Aumento alarmante de la deforestación en Argentina
Informe de Greenpeace revela cifras preocupantes
El nuevo informe de Greenpeace es motivo de gran preocupación: durante 2025, se registró la pérdida de 210.702 hectáreas de bosques en el norte de Argentina, lo que representa un 40% más que el año anterior, cuando se perdieron 149.649 hectáreas. Esta alarmante cifra pone de relieve la gravedad de la crisis ambiental que enfrenta el país y el impacto que esto tiene no solo en el ecosistema, sino también en las comunidades que dependen de estos recursos. La organización ha hecho un llamado urgente a la Corte Suprema para abordar este incremento en la deforestación y proteger la Ley de Bosques, así como la Ley de Glaciares, que son vitales para la preservación de los recursos naturales.
Tácticas de monitoreo y sus implicancias
Greenpeace ha llevado a cabo un monitoreo anual de la situación de los bosques nativos, concentrándose en Provincias como Chaco, Salta, Santiago del Estero y Formosa, que juntas representan el 75% de la deforestación en el país. A pesar de que algunas de estas provincias tenían prohibiciones sobre los desmontes, muchos de ellos han continuado de manera ilegal. Por ejemplo, en Chaco, se estima que 38.000 hectáreas fueron deforestadas ilegalmente, gracias a la falta de cumplimiento de las regulaciones. En Santiago del Estero, la ganadería extensiva está detrás de la autorización de desmontes en áreas que no deberían ser tocadas, subrayando la necesidad de un manejo más riguroso y responsable de estos recursos naturales.
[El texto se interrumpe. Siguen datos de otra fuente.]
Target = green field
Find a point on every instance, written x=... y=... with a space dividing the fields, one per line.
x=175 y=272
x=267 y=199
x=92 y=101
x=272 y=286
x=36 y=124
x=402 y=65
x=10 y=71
La amenaza a las comunidades y la legislación ambiental
El impacto de la deforestación no solo se limita al medio ambiente; también afecta a comunidades indígenas que dependen de los recursos que ofrecen los bosques. En Salta, muchos desmontes han tenido repercusiones directas en estas comunidades, que han visto cómo su medio de vida se ve amenazado. Por otro lado, una eventual modificación de la Ley de Bosques podría significar su práctica derogación, dado que los cambios propuestos permitirían el desmonte en casi todas las áreas, dejando únicamente un 20% de los bosques en pie. Esta situación genera un debate crítico sobre el futuro de la legislación ambiental en Argentina y la importancia de mantener políticas que protejan nuestro patrimonio natural.